Tuesday, July 12, 2022

Flyover Country: 2 John

What we think of Christ is the most important thing about us.

Our relationship with God depends on thinking rightly about his Son, who came into the world at the Father’s behest to save sinners. Heaven’s gate is forever closed to those who do not come to love the Lord Jesus. Moreover, true Christian fellowship is impossible for us to maintain with anyone who does not think accurate, biblical thoughts about the Savior of the world, just as the apostles and writers of the New Testament taught.

The apostle John wanted the Christians he knew and loved to hang onto the truth about their Lord with every fiber of their being. So he wrote them a letter about it.

One Sentence Summary: The vital importance of the Incarnation.

A brief letter, but a letter all the same.


In addition to being one of the two shortest books in the Bible, 2 John is also one of the very last written.

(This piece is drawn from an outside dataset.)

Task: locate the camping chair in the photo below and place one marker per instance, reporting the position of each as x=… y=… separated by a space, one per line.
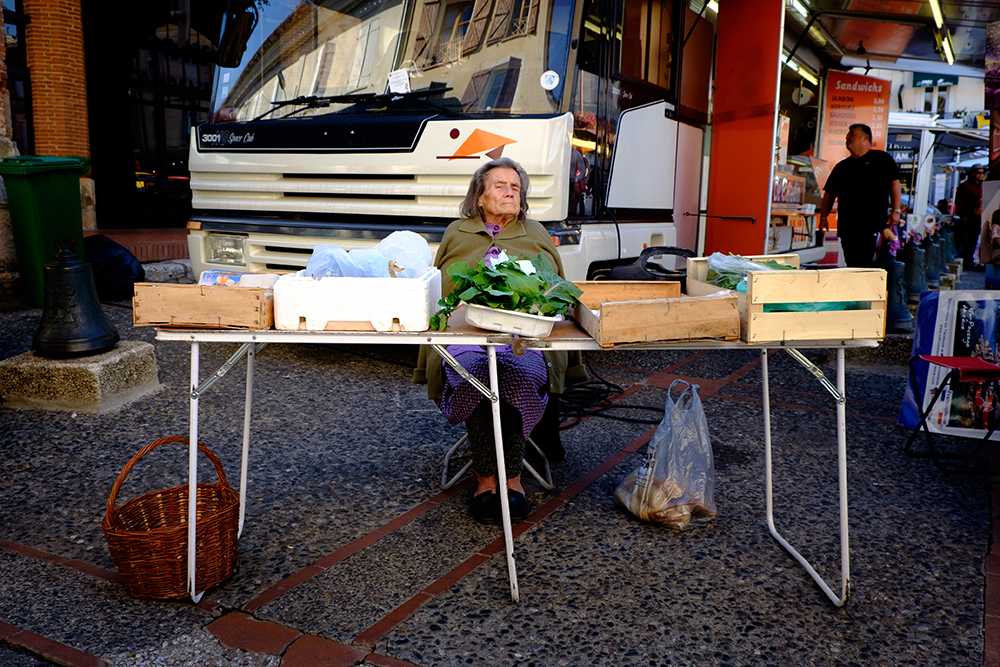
x=446 y=483
x=984 y=376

The faith had been delivered to the saints, and the beloved apostle was not about to add any new wrinkles at this point.

The letter is addressed to “the elect lady and her children”. Whether this refers literally to a Christian household or figuratively to a local body of believers is uncertain, but the mention of an “elect sister” who also has children in the letter’s last verse seems to rule out the church universal.


John stresses the importance of holding onto the most fundamental apostolic doctrine: that Jesus Christ has come in the flesh. The word “Jesus” reminds us he is a historical person. The word “Christ” reminds us he is God’s anointed. The phrase “coming ... in the flesh” tells us that he existed before his incarnation and was genuinely human. Packed into that single, pithy sentence is pretty much everything you need to know to be orthodox in your Christology.

John does not restate the claims made by the Lord in his gospel (“I am the way”; “No one comes to the Father except through me”), but the fact that Christ is the only way to God is implicit in subsequent statements that “Everyone who goes on ahead and does not abide in the teaching of Christ, does not have God” and that “Whoever abides in the teaching has both the Father and the Son.”

There is no other way to a right relationship with God than through Jesus Christ. God cannot be known apart from him. As John puts it, those who teach otherwise are “the deceiver” and “the antichrist”. Not only are they not Christian, but they are absolutely opposed to the faith. John reminds the believers not to receive professing Christians into their fellowship if they deny this fundamental truth.

Organization and Content

The letter begins and ends with greetings, bracketing verses 4-11, which convey the importance of holding on to the truth of Christ, and warning against fellowship with deceivers.

Value to Modern Readers

Various heresies about the person of Christ have been propounded in the churches over the centuries since this letter was written: Adoptionism (belief that Jesus only became God’s Son by adoption after living a supremely virtuous life); Arianism (denial of his true divinity); Docetism (belief that the Lord’s physical body was an illusion); Monophysitism (belief that the Lord’s divinity overwhelmed his humanity); Psilanthropism (belief that Jesus was merely human); and numerous others. Many of these are still around in one form or another, particularly in the pseudo-Christian cults. Rightly understood, John’s reference to “the coming of Jesus Christ in the flesh” is the antidote to each one, though naturally the implications of his statement may require some unpacking and reinforcement from the Gospels to be fully processed.